Once upon a time, at that puny little house Goku and his family lived at, Vegeta and Bulma had come for a visit (actually more like Bulma came for a visit dragging the Saiya-jin Prince behind her). Only Goku and ChiChi were home. While ChiChi and Bulma discussed things, Vegeta approached Goku.

"Kakarotto, let’s spar. I can’t stand just sitting here listening to those women."

"Uh… I didn’t eat lunch yet…"

"Shut up."

And so the two Saiya-jins stepped out the door. As soon as they did so, a bright glow lit up the sky and an object crashed right in front of them in a streak of fire.

"Huh?" Said Goku intelligently (not).

Vegeta stared blankly at the smoking crater. Then ChiChi and Bulma came running out the door. Bulma saw the crater and immediately turned to Vegeta.

"AGH! I told you a hundred times not to destroy ChiChi’s property!" She screamed, then jumped on his back and started beating him with her fists.

"HEY! Get off me, woman!!!" Vegeta yelled. ChiChi was about to join the fight, but saw something strange…

"Uh, something is moving in the crater," She said. Everyone paused what they were doing and turned to look.

"It’s a pineapple! Food!" Goku said. The pineapple rolled out of the crater and continued to roll away uphill. The pineapple was blue in color. Goku was about to bite it, but ChiChi held him back.

"It’s a pineapple from outer space! Don’t eat it, you could get a toothache!"

Vegeta pried Bulma off his shoulder and walked over to it. He bent over to look more closely at it, but the pineapple stopped and turned around. Then it seemed to split in half and form an enormous mouth lined with sharp teeth. Vegeta fell back in surprise.

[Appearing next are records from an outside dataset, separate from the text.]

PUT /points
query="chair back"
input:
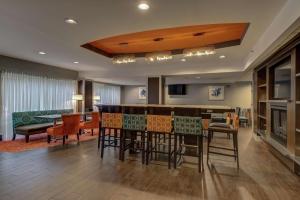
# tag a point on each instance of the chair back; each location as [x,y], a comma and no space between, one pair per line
[159,123]
[135,122]
[188,125]
[236,121]
[71,124]
[95,119]
[112,120]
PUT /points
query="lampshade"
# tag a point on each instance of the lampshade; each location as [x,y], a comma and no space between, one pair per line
[78,97]
[97,98]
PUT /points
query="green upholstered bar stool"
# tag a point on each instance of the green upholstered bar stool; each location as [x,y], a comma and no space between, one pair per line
[188,128]
[133,137]
[111,128]
[159,123]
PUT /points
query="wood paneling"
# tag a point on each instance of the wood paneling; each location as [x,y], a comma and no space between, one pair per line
[88,95]
[170,39]
[77,172]
[153,90]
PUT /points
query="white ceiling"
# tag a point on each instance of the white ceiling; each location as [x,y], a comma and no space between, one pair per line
[27,27]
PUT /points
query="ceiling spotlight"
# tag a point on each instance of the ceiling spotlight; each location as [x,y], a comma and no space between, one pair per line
[71,21]
[143,6]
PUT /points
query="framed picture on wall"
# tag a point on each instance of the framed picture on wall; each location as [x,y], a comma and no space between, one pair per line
[142,92]
[216,93]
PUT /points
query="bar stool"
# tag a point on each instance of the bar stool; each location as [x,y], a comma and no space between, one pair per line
[159,123]
[188,128]
[230,130]
[134,125]
[112,120]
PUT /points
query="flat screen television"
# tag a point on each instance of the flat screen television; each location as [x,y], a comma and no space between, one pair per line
[178,89]
[282,80]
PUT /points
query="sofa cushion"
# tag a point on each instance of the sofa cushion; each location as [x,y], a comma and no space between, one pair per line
[33,128]
[28,118]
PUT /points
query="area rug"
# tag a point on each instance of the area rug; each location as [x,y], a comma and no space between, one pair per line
[40,141]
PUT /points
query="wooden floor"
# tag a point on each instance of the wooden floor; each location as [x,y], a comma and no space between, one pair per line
[77,172]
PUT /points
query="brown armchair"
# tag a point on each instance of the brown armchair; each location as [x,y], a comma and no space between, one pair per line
[93,124]
[70,126]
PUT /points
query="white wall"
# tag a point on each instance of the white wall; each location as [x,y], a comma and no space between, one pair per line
[236,95]
[130,95]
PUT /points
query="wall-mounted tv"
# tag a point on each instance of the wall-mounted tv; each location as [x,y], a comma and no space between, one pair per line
[282,80]
[178,89]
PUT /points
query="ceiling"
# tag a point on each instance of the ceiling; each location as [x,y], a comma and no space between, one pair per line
[30,26]
[171,39]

"Eeeeek! Someone shoot it!" Yelled Bulma. Vegeta shot a beam of energy at the pineapple, but it bounced off!

"Uh… can I eat it now?" Asked Goku.

"NO!" Shouted everyone.

ChiChi found a cage in the house and ran back, slamming it over the pineapple.

"I thought we blew up the alien pineapple home planet a long time ago!" Said Vegeta. Everyone turned and stared at him. "Well… when I was under Frieza’s command *mumbles*, we destroyed a planet that had primitive creatures that looked a lot like earth’s pineapples."

"Ok……"

"Shut up!" He yelled. "Nobody knows what this thing might do!"

"Well, maybe we should ask Uranai Baba…"

"Uhg, that ugly old witch? Ok."

Much later…

"Sorry, but my crystal ball is in for repairs (again)."

"Don’t you have any other ways of seeing the future?" Asked Bulma, trying to control the anger in her voice.

"Humph! Maybe… but I don’t feel like bringing it out unless it’s a complete emergency."

"How’s THIS for an emergency!?" Growled Vegeta, forming a ki ball in his hand. Goku pulled his arm back. Vegeta got mad and flew away a few feet. He folded his arms over his chest and watched.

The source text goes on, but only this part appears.